Original URL: https://www.theregister.com/2009/06/30/review_storage_network_buffalo_linkstation_quad/

Buffalo Linkstation Quad

Nas simplicity and versatility, but at a price

By Alistair Dabbs

Posted in Personal Tech, 30th June 2009 08:02 GMT

Review While most low-price NAS products tend to target domestic use separately from serious small office installations, the Buffalo Linkstation Quad attempts to straddle both these markets, albeit, with a price hike. Yet it offers home users a faster, beefier file store and media server, together with RAID redundancy, Internet-wide data access and high-capacity backup to satisfy office environments.

Buffalo LinkStation Quad

Buffalo's Linkstation Quad: appears imposing, but is small and unobtrusive

The device is a gigabit Ethernet NAS server – supporting 10, 100 and 1000BaseTX network connections ¬– and contains a stack of four SATA hard disk drives, all encased in a compact and tough black box sized 150x150x230mm. A quieter-than-expected fan keeps the drives cool.

The Linkstation Quad has two USB 2.0 ports: one at the front and the other at the rear. You can attach a high-capacity USB external drive to either and back up your Linkstation Quad data to it. Alternatively, you can attach any external storage device, such as a portable disk drive, a USB flash memory or a digital camera, and back up all its media files to the Linkstation Quad in one step by pressing the 'Function' button on the front. You can even attach a standard USB printer – although not a multifunctional printer – and share it between Windows clients, using the Linkstation Quad to manage the network print queue.

A 'Power Mode' switch at the back presents two settings: 'Auto' and 'Manual'. With this switch flicked to 'Auto', the Linkstation Quad runs in wake-on-LAN mode, allowing any computer on the network to power up the device remotely.
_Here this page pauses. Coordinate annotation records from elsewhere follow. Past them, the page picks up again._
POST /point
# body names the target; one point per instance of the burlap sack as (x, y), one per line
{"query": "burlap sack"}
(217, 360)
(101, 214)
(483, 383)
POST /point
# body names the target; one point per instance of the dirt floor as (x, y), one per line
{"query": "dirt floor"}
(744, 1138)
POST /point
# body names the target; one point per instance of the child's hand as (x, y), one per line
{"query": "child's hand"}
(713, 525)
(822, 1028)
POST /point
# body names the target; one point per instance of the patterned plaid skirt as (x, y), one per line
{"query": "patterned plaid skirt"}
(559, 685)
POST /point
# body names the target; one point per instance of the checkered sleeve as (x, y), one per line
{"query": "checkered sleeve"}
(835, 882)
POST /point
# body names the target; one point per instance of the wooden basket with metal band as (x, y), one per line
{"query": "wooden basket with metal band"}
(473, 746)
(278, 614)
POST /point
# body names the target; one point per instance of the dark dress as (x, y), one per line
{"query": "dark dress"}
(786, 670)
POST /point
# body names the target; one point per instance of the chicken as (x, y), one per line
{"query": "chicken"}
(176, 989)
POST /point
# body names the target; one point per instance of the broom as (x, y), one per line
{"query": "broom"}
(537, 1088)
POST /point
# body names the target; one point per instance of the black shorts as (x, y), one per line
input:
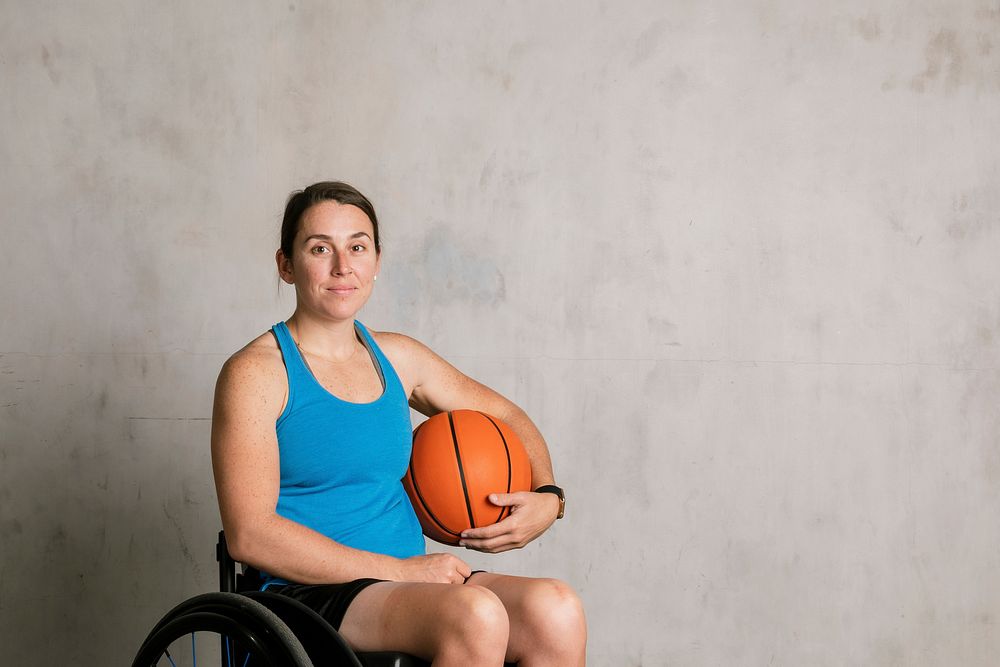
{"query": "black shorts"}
(328, 600)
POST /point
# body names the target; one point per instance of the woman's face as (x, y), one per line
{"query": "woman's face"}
(333, 262)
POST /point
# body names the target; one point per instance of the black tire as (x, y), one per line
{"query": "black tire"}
(324, 645)
(254, 628)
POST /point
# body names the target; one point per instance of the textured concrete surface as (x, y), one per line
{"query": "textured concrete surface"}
(738, 259)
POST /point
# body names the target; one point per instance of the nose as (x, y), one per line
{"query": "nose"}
(340, 265)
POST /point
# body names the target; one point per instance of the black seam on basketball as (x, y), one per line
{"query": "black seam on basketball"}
(461, 469)
(423, 503)
(510, 472)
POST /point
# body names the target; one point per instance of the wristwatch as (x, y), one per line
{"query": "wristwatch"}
(552, 488)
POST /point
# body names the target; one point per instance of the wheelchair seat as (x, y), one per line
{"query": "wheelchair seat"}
(253, 627)
(317, 636)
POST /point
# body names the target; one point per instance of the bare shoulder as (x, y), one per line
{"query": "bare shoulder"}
(409, 357)
(398, 345)
(257, 367)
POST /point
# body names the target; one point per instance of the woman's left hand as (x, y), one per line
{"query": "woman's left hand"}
(531, 514)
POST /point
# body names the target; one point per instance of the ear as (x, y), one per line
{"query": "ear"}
(284, 267)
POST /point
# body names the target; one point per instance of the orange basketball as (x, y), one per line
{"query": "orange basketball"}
(458, 459)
The 'Auto' setting also enables the device to power itself down if it senses no network activity after a set period, and you can set up a schedule for powering the system up and down automatically.

As delivered, the Linkstation Quad is configured to operate the four disk drives in RAID 0. In our test system, that meant four 250GB drives operating as a single 1TB volume. Naturally, this offers no redundancy protection and makes the product uncomfortably expensive: you can buy single-disk 1TB NAS systems for £100 less than this. You would be better off reconfiguring the device as RAID 1 or 10, or RAID 5 (parity) in order to take advantage of the multi-disk arrangement, although this, of course, reduces the effective data storage in a 1TB unit to 500GB or roughly 750GB, respectively.

Buffalo LinkStation Quad

Drives are easy to remove and replace, but are not hot-swappable

Thankfully, the Linkstation Quad makes it very easy to remove and replace the disk drives individually. Unclipping the front fascia reveals four independent drive bays, and you can simply unclip and slide each drive out in its own as required. Note, however, that the drives are not hot-swappable in any RAID configuration.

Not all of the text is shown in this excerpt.